Tinha duas armas de fogo, uma pistola e uma espingarda. Foi morto num confronto com a Polícia, uma operação de envolveu cerca de nove agentes, tendo um deles ficado ferido.

Possível acto terrorista

O FBI anunciou estar a investigar o massacre no Pulse Club como um “ato de terrorismo” e que o suspeito poderá ter “uma inclinação” para o terrorismo islâmico.

“Sempre que temos potencialmente dezenas de vítimas nas nossas comunidades, penso que podemos classificar [a situação] de atividade terrorista. Se é terrorismo interno ou internacional, é algo que iremos desvendar”, disse Danny Banks, do departamento de aplicação das leis na Florida.

Questionado acerca da existência de alguma razão que levasse a crer que este tiroteio tem relação com o movimento extremista Estado Islâmico, o agente especial Ron Harper disse que os investigadores vão analisar “todos os ângulos”. “Temos indicações de que este indivíduo pode ter inclinação para essa ideologia particular, mas não podemos dizer terminantemente”.

Atirador “organizado e bem preparado”

Depois de uma troca de tiros já fora do clube, o atirador fugiu para o interior da discoteca, onde fez vários reféns, informou John Mina, dizendo ainda que a Polícia recebeu chamadas telefónicas de pessoas que estavam no Pulse, mas afastadas do atirador.

Quatro horas depois do ataque, que começou pelas 2 horas locais (7 horas em Portugal continental), foi ouvida uma explosão dentro do clube, que foi “controlada” pelas forças policiais. “O atirador que estava no interior do clube está morto”, garantia então a Polícia de Orlando através do Twitter.

O presumível atirador estava “organizado e bem preparado”.

“Alguém começou a atirar. As pessoas atiraram-se para o chão”, relatou uma testemunha, Ricardo Negron, em declarações à Sky News.

“Houve uma curta pausa nos tiros e alguns de nós conseguimos levantar-nos e sair a correr pelas traseiras” do edifício, acrescentou. Para Ricardo Negron, “houve certamente pessoas feridas ou pior”.

O Pulse de Orlando, que se apresenta no seu site como “o bar gay mais quente de Orlando”, tinha publicado na sua página de Facebook, pouco depois dos primeiros tiros, uma mensagem: “Saiam todos e corram”.

Imã pede à população para não tirar conclusões precipitadas

Devido à dimensão da tragédia, o presidente da cidade, Buddy Dyer, pediu ao governador do Estado da Florida que instaurasse o estado de emergência, o que permite mobilizar recursos suplementares.

As autoridades permitiram a um imã local intervir durante a conferência de imprensa convocada para apresentação das informações já disponíveis sobre o tiroteio.

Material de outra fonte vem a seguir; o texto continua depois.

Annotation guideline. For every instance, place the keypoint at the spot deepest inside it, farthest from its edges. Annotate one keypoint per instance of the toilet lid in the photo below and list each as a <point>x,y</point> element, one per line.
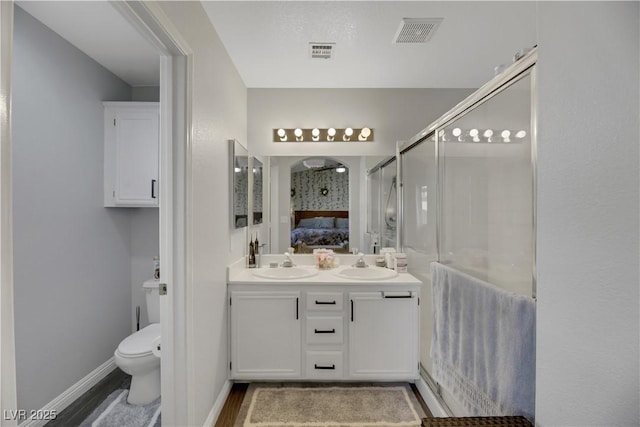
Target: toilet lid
<point>139,343</point>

O responsável religioso apelou à calma e pediu à população e aos meios de comunicação social que não tirem conclusões apressadas acerca do que motivou o autor dos disparos.

O congressista democrata pela Florida Alan Grayson avançou que agentes da Polícia já se deslocaram a casa do suspeito para recolher informação dos seus computadores, material escrito e mensagens nas redes sociais.